Do you use a ST screen?

Do you use a ST screen?

  • Yes.

    Votes: 0 0.0%
  • No, but my ST does.

    Votes: 0 0.0%
  • No.

    Votes: 0 0.0%

  • Total voters
    0
Stillborn said:
important things' date=' like secret dice rolls[/color']

What's important about secret dice rolls? Or, more to the point, what's the purpose of keeping a roll secret?



If yout just pick up some dice and roll them, your players shouldn't have any idea
why you rolled those dice, so them seeing the result should be meaningless, no?


-S

Not necessarily. I make secret dice rolls for things like Awareness checks. I don't want my players knowing how many successes were rolled, if only to keep them off balance. If I make a roll and they the result, any information I give them may be colored by their knowledge of the number of successes I rolled.



Likewise, my players are smart enough to twig that, if I roll the dice and then pass a note or impart some information, they know what the roll was for. So there is a time and a place for hidden rolls, IMO.



And yes, I use a screen. With Wordman's excellent screen posted there. Thanks, Wordman.
 
Van77Man said:
I make secret dice rolls for things like Awareness checks. I don't want my players knowing how many successes were rolled, if only to keep them off balance. If I make a roll and they the result, any information I give them may be colored by their knowledge of the number of successes I rolled.
Here's what I do:


I have each of my players make 10 Perception+Awareness rolls before each session, and jot the results down on my Perception Sheets. Then, when when I need an Awareness roll, I roll 1d10, and look up the result on the chart. The players don't know which result they're getting, yet they're still able to feel that it was "their" roll.


-S
 
I don't use a ST screen for a few reasons:


1.) I don't need to hide written plotlines, prefering to keep my storylines fluid so that the players don't know what to expect.

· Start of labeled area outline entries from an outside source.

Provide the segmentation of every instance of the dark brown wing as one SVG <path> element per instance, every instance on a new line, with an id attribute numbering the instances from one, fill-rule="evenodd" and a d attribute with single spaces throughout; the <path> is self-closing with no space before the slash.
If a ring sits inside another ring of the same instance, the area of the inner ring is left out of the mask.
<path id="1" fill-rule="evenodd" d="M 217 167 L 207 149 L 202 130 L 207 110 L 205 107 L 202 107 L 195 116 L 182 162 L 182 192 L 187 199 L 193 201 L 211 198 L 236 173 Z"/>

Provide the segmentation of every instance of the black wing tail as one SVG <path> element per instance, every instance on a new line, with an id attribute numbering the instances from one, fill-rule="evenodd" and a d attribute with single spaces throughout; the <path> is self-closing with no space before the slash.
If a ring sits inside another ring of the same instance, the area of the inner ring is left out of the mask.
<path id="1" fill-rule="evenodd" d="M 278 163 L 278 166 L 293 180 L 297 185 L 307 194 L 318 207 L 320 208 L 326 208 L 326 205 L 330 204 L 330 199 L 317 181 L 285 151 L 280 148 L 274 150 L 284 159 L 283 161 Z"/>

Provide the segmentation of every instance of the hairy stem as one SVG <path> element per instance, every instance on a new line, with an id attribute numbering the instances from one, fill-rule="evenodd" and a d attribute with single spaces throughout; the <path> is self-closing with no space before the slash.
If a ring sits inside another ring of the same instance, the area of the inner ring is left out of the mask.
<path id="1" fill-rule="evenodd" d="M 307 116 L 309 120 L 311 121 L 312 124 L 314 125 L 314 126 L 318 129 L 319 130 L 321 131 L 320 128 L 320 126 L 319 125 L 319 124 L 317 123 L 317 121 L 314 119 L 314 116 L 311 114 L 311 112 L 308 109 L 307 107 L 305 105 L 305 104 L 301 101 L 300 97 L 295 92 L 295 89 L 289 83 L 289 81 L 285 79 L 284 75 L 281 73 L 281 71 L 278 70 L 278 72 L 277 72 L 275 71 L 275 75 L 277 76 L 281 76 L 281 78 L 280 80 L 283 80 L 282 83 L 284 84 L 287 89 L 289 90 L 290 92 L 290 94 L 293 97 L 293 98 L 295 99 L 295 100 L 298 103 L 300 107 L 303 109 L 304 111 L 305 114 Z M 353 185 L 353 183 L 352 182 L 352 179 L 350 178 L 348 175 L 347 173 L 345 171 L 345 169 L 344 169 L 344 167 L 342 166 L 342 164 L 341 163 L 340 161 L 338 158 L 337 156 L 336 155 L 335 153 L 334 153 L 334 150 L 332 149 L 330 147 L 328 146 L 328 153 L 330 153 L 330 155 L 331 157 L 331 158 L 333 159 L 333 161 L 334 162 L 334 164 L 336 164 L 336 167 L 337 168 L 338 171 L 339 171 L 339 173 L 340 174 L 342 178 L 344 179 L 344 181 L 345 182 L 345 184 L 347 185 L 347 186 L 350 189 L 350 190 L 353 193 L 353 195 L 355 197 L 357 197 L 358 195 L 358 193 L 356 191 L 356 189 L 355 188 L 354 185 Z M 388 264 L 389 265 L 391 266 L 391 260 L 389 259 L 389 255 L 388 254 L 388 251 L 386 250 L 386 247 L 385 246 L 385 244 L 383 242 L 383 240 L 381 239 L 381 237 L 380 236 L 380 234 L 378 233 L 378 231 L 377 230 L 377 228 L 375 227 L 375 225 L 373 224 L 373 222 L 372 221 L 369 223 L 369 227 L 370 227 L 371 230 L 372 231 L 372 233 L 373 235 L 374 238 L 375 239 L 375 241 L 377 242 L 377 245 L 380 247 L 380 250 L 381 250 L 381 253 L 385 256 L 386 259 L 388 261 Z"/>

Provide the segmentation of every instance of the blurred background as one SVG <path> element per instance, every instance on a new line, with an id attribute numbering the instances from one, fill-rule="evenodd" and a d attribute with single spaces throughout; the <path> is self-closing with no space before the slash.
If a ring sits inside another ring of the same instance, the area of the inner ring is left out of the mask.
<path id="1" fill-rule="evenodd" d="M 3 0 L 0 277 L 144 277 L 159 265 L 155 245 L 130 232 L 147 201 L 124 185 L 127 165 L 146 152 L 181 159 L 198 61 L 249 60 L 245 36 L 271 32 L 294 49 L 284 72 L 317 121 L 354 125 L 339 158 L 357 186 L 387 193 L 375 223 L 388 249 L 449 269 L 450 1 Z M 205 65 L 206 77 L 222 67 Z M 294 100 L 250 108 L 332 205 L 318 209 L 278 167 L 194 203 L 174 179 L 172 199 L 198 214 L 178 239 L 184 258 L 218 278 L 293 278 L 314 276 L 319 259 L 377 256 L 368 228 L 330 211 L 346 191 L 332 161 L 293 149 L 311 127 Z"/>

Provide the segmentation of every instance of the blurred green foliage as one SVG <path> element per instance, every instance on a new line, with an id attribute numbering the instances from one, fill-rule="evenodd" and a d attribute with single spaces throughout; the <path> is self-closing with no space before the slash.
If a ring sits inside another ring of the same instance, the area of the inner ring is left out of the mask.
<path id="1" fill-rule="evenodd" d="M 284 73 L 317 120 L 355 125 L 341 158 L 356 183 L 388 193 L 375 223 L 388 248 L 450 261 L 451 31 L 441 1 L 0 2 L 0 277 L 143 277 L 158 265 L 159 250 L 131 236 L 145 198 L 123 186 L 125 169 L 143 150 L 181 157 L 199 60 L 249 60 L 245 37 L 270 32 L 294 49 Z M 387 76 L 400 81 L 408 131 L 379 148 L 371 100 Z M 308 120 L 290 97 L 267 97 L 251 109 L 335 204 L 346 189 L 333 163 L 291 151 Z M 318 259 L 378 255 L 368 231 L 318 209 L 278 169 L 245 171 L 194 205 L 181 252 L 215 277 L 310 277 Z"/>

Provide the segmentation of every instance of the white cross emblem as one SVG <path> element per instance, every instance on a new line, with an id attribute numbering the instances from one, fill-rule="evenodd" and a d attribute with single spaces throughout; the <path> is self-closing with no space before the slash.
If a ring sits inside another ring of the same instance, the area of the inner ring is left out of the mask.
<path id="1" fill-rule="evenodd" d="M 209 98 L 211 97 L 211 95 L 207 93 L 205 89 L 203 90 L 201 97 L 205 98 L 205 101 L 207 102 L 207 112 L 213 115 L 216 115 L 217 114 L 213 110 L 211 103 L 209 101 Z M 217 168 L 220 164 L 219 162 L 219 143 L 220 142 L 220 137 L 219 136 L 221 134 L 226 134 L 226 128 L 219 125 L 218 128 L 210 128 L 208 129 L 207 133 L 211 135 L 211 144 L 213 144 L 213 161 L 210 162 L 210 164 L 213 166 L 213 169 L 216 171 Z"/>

2.) Clear dice with white numbers make it a wee bit difficult for the players to read my dice from across the room.


And


3.) If I forget a rule, I have a psychotic rules lawyer playing in the game that knows most of them (though when he throws a hissy, I make him look up and show me the rule in question).
 
I use it.  Besides being handy for quick reference, it also helps to hide the power levels of their enemies.  At least initially.  There are some dice players can't read, but dropping 30 at a time in their faces tells them a little something about their adversaries.  


Furthermore, I'm really lucky or really unlucky.  I'll ocasionally have to fudge dice to get things to move like I need them to or to make things more interesting.
 
Flagg said:
I have a get-out-of-death-free card policy for all of my players. Once per story, if the character dies, but the player would rather they didn't, I fudge things to spare them. The second time, they're just plain fucked.


-S
The next game I run, I'm soooooo Looting that!


On the topic of the screens, my DM in a D&D game uses one, but I prefer not having one for when I run anything.  Dice rolls are dice rolls... Besides if anyone REALLY wants to look at my notes for game, they're treated to a bizarre mess of chicken-scratch and odd phrases clipped together (designed to jog my memory).  For example, if I have plans of Octavion materializing to wreck hell on the party, my note will usually be something like "Club to -Player name-, ST wants popcorn please!"
 
I use one occasionally, to hide notes or dice rolls. I have a tendency to poorly judge PC/enemy power level, so I don't want to let my players know when I've accidently made somebody waaay to powerful for them to handle. Plus I tend to throw baddies at them along the story to sound out what they can handle and fudge if I kill them with random baddy #42, that way when its time for the final throwdown I can hit them with something really challenging but with a reasonable chance of winning.
 
I keep one handy for the tables, or in case I need to use it to beat some wayward burglar to death. That thing is heavy!


I don't use it to hide my rolls. The dice fall where they may at our table, with no concern for nudging of stories or making sure that all fights (except the plot-necessary ones) are winnable by the PCs.
 
"Yes"-ish. I use a laptop, and have many Exalted resources in pdf form, as well as other tools for helping run the game. (For example, I have an Excel sheet for keeping track of how much XP everyone has gotten, just in case someone loses track. And several important NPC's have character sheets created as .png files, which makes alterations easy and makes it simple to bring up the one I want -- no shuffling through stacks of paper.)


As a result, the laptop screen acts as a ST screen. I don't use it to hide dice rolls, but I do use it as an information source.


--Kkat
 
Hmm, I use one but mostly to corral my dice so my cats don't attack them, I'll also use it to hold down notes while the window is open or the fan is on. For the most part the offical WW screen is not so good (really do I need the stats for all the armor and weapons). Now if I could only figure out how to keep the cats out of the chips and away from the pencils....
 
I do use one, but not the exalted one.the stores around here charge way too much for it, considering it's just a piece of cardboard.
 
Yeah, I've got the official one. I like the outside with the map, but most of the inner content is pretty bad...who decided I needed a Weapon list of all things??